Twitter Twang?: Slang in Tweets Reveals Where You're From

Listening to a twang in a person's voice can be a sure giveaway of where they live in the United States. Turns out those same dialects run abound on Twitter. 

Researchers at Carnegie Mellon University's (CMU) School of Computer Science have recently found that regional slang and dialects are as evident in tweets as they are in everyday conversations.

Previously, studies of regional dialects have been based on verbal interviews. While written communication is less reflective of regional influences due to a level of formality that people assume, Twitter, on the other hand, offers a new way of studying regional dialects, as tweets tend to be informal and conversational. [Dead Languages Reveal a Lost World]

Jacob Eisenstein, a postdoctoral fellow in CMU's Machine Learning Department, said the automated method he and his colleagues have developed for analyzing Twitter word-use shows that regional dialects appear to be evolving within social media.

For their research, Eisenstein and his team collected a week's worth of Twitter messages in March 2010, and selected geotagged (added geographical identification to media such as photographs, video, websites, SMS messages or RSS feeds) messages from Twitter users who wrote at least 20 messages. That yielded a database of 9,500 users and 380,000 messages.

They discovered certain regionalisms that are already well-known and associated with specific areas of the country.

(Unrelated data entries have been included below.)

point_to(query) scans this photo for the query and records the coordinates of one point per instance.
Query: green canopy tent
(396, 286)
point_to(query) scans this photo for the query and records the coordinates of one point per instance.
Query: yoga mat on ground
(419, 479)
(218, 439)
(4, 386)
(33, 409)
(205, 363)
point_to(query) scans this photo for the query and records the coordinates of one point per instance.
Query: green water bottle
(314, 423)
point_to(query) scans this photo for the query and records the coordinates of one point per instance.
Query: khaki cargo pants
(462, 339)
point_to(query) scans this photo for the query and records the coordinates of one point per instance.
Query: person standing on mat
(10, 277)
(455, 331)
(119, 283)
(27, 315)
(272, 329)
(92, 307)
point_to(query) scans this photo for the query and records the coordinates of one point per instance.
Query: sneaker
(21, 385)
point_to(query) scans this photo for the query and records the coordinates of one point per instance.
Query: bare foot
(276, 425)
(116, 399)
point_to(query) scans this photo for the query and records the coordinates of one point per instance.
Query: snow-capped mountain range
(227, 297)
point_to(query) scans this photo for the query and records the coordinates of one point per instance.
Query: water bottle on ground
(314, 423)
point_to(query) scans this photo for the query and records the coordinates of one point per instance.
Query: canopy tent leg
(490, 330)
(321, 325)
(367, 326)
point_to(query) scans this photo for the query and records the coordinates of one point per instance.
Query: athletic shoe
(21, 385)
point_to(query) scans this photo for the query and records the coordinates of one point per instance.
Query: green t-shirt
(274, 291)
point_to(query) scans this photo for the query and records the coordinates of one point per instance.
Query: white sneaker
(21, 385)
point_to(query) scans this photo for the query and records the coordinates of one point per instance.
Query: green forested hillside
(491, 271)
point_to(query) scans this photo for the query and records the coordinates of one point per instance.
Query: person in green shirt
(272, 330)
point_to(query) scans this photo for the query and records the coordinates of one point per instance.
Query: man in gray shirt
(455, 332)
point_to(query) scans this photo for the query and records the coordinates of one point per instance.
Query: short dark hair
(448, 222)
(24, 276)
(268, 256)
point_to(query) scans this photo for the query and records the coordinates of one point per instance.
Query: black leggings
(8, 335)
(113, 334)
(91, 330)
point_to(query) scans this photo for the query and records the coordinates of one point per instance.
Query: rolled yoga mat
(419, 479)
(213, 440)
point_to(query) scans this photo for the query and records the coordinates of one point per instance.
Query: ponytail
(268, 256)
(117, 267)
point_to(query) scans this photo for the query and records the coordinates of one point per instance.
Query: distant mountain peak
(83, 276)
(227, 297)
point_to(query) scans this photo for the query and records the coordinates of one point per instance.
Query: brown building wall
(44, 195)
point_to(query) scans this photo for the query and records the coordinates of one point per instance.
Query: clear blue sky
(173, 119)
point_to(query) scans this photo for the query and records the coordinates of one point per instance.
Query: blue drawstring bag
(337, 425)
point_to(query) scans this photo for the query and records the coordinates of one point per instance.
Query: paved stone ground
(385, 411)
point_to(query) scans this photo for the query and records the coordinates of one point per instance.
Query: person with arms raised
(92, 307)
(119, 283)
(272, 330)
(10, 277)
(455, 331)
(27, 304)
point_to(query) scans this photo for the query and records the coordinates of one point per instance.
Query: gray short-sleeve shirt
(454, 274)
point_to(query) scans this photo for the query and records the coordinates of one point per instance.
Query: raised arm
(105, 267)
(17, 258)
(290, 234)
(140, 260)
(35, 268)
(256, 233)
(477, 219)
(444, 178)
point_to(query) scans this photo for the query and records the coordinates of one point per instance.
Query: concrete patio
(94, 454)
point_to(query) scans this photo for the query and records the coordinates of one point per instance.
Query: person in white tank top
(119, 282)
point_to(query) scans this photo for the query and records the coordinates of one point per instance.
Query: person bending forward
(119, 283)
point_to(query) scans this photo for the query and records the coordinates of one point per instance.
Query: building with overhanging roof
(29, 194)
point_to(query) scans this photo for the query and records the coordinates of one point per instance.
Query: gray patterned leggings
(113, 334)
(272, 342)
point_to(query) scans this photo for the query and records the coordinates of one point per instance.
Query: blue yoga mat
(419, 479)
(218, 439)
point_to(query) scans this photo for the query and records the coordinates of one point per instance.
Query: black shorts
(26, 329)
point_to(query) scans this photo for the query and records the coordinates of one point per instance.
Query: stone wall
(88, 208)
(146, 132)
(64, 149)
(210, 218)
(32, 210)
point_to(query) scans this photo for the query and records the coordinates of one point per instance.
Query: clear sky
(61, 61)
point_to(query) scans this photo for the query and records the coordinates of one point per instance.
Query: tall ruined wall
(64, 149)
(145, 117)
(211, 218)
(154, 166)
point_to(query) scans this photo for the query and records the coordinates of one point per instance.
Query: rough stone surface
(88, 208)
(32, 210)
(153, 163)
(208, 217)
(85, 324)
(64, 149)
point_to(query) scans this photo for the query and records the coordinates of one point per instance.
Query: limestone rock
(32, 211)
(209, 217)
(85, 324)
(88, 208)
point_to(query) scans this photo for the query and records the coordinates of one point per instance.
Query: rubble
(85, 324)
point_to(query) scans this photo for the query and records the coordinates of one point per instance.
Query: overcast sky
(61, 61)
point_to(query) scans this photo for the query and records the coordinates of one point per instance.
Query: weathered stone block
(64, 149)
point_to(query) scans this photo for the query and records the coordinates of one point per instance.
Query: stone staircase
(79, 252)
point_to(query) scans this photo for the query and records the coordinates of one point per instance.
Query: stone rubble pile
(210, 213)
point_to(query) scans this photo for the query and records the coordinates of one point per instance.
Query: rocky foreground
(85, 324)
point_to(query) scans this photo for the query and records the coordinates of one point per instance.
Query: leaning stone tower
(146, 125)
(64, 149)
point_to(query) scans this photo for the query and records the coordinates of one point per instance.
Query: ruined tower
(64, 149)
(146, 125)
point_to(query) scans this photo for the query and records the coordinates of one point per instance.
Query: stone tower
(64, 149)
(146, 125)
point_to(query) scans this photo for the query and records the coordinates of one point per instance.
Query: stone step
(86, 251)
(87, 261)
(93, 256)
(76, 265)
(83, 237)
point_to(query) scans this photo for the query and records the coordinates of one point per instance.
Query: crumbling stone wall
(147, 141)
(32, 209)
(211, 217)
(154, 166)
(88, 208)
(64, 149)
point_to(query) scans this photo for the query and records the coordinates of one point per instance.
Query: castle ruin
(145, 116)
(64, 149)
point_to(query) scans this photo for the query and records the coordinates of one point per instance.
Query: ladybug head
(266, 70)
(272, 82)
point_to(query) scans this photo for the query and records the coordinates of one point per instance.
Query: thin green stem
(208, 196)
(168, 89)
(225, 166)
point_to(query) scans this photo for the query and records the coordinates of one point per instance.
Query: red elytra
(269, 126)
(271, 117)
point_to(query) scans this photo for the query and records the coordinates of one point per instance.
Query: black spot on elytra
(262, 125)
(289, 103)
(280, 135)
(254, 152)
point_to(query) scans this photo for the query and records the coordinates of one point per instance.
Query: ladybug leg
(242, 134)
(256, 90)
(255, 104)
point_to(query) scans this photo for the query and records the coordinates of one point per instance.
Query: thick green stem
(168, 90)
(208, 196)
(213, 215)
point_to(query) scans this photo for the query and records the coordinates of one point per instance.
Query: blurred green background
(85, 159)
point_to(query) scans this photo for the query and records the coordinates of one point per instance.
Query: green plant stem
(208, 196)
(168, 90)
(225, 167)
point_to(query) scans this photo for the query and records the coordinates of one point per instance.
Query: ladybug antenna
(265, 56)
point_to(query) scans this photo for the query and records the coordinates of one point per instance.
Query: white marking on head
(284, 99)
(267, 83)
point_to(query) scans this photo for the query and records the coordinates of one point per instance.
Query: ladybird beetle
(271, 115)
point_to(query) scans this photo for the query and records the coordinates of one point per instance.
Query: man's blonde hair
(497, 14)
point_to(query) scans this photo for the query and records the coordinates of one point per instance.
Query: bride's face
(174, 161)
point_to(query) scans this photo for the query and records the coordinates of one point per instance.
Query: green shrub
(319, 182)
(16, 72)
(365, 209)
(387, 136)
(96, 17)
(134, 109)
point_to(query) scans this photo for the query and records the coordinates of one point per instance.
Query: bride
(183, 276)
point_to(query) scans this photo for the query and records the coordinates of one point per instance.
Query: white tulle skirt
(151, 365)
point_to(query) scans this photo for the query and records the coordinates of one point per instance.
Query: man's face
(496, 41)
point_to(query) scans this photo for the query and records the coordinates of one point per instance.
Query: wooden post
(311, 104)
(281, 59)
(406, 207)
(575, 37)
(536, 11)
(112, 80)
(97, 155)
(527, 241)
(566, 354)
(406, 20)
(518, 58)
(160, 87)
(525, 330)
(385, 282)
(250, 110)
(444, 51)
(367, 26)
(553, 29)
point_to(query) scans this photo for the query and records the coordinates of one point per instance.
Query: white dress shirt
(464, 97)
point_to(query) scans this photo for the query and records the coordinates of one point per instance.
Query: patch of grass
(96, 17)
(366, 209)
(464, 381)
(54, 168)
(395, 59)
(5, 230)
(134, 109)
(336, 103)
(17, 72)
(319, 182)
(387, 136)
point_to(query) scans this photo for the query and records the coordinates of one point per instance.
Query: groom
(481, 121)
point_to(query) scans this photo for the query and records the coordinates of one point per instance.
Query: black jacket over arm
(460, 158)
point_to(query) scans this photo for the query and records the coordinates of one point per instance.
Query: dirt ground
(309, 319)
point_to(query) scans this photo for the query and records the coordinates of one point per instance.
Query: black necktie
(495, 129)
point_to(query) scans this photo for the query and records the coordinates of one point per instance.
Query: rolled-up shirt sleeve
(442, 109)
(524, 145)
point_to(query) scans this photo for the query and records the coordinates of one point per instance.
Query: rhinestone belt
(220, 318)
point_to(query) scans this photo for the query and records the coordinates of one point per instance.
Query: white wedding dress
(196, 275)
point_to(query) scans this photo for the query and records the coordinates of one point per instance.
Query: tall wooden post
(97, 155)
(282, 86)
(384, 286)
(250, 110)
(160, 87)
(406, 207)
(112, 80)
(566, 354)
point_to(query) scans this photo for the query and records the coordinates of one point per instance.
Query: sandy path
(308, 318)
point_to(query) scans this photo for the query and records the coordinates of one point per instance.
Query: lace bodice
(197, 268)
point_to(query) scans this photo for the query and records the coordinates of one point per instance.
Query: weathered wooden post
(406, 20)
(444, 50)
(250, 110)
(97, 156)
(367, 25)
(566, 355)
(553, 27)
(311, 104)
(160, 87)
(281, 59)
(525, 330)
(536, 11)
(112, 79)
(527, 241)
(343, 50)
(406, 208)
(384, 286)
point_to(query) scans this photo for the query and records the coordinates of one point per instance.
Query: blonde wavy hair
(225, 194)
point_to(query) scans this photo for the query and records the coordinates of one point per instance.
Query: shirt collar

For example, a Southerner’s "y'all," a Pittsburghers' "yinz," as well as the usual regional divides in references to soda, pop and Coke. 

But other phrasing has evolved with social media itself.

In northern California, something that's cool is "koo" in tweets, while in southern California, it's "coo." In many cities, something is "sumthin," but tweets in New York City favor "suttin." While many of us might complain in tweets of being "very" tired, people in northern California tend to be "hella" tired, New Yorkers are "deadass" tired and Angelenos are simply tired "af," which stands for "as f***."

Eisenstein thinks some of this usage is shaped by the 140-character limit of Twitter messages, but geography's influence also is apparent. The statistical model the research team used to recognize regional variation in word-use and topics could predict the location of a tweeter in the continental United States with a median error of about 300 miles.

The automated analysis of Twitter message streams offers linguists an opportunity to watch regional dialects evolve in real time. "It will be interesting to see what happens," Eisenstein said. "Will 'suttin' remain a word we see primarily in New York City, or will it spread?"

Here's a list of some commonly used slang on Twitter.

  • coo: cool – LA/Southern California
  • fasho: for sure – LA/Southern California
  • gna: going to – Boston
  • iono: I don’t know  – Northern California
  • lames: lame people – Lake Erie Region
  • koo: cool – Northern California
  • lls: laughing like s*** – Washington D.C.
  • od: overdone (very) – Lake Erie Region
  • omw: on my way – LA/Southern California
  • smh: shake my head – LA/ Southern California
  • suttin: something – New York/Boston
  • wyd: what are you doing – LA/Southern California

Eisenstein will present the study on Jan. 8 at the Linguistic Society of America annual meeting in Pittsburgh.